So, when Polman calls for gender equality, how far does he go? Is he just talking equity in boardroom leadership, or across the board? Does he fully appreciate the need for gender equality in the tasks involving reproductive labour as well as productivity? Polman spoke of the need for equality at a variety of levels throughout Unilever’s supply chain: “Women do 60% of the agricultural work in this world, get only 10% of the income and own 1% of the land. It just doesn’t work”. Of course there are knock on effects of increases in female executive leadership for equality amongst women. In a world where women are still doing the majority of reproductive work, moves towards leadership in productivity tends to usually have repercussions for other women.
Encouraging women to put themselves in the running for top executive jobs, or ‘leaning in’ (coined by Sheryl Sandberg), can lead to ‘leaning on’ others. This point is made by Nancy Fraser in the recent New York Times forum The Stone. Fraser’s concern is that when the focus shifts to striving for gender equality by climbing up corporate ladders, this leaves intact a structure which still clearly separates productive from reproductive activities, the structure which capitalism depends on to thrive. The result is the off-loading or leaning on others to take up the slack of reproductive care work, work which is still predominantly undertaken by women and is often low-waged.
Fraser’s observation is useful in the context of exploring Polman’s emphasis on the importance of gender equality for the future of capitalism. Fraser highlights that gender equality in current structures simply pushes the problem of how gender inequality is reproduced further down the ladder.
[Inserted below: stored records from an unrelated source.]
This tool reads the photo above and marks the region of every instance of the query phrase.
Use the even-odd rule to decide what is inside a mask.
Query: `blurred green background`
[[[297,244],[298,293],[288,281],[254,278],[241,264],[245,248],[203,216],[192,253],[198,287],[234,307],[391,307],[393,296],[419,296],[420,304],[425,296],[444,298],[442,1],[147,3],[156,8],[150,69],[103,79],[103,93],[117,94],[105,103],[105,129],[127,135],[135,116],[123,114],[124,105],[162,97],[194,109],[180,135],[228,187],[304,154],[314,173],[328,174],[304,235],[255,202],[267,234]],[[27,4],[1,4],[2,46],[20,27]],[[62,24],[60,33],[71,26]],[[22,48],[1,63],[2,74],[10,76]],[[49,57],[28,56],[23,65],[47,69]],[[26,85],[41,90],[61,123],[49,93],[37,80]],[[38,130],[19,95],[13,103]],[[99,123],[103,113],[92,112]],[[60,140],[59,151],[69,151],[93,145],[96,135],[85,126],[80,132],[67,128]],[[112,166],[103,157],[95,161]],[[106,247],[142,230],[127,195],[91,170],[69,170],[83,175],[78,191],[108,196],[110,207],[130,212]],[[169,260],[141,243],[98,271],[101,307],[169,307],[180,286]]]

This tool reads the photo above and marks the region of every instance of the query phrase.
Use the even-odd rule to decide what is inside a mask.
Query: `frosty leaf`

This point is also crucial when considering Polman’s claims regarding desirable skill sets. These skills are arguably acquired through socialised activity, activity that all genders should participate in. Gender equality, then, needs to tackle the sharing of caring concurrently with the sharing of productivity. If that does not take place, then not only is gender inequality simply increased elsewhere, but the socialisation of gendered skill sets will continue, thus depriving all genders alike.
Is capitalism viable longer term?
The final point to consider is whether wide ranging gender equality is actually nihilistic for capitalism. Indeed, just what the evolving system is or could potentially become is also up for review, a point Polman alludes to himself: “If capitalism or not is something that is viable long term, is not really the question for me, it is how do we evolve it, whatever name we give it, you can decide yourself, it’s actually of the least importance to me”. So whether Polman is actually advancing gender equality as evolution or antidote starts to come to the fore. For whilst he directly refers to a number of core international institutions such as the World bank or the IMF as being out of date due to be being premised on visions of economic power that have now shifted globally, so this observation needs to be extended as to whether gender equality at all levels can be accommodated in these and other potentially out of date institutions and wider societal structures.
To conclude, it seems appropriate to adapt one of Polman’s final remarks on his vision of higher purpose and moral leadership. He elucidates this by suggesting that “You have to be guided by the lights of the stars, the lights of the stars, not by the lights of the passing ships”. To this it can be added that we have to be clear that gender equality cannot be about turning this ship around, but about deciding if the ship is up to the voyage ahead.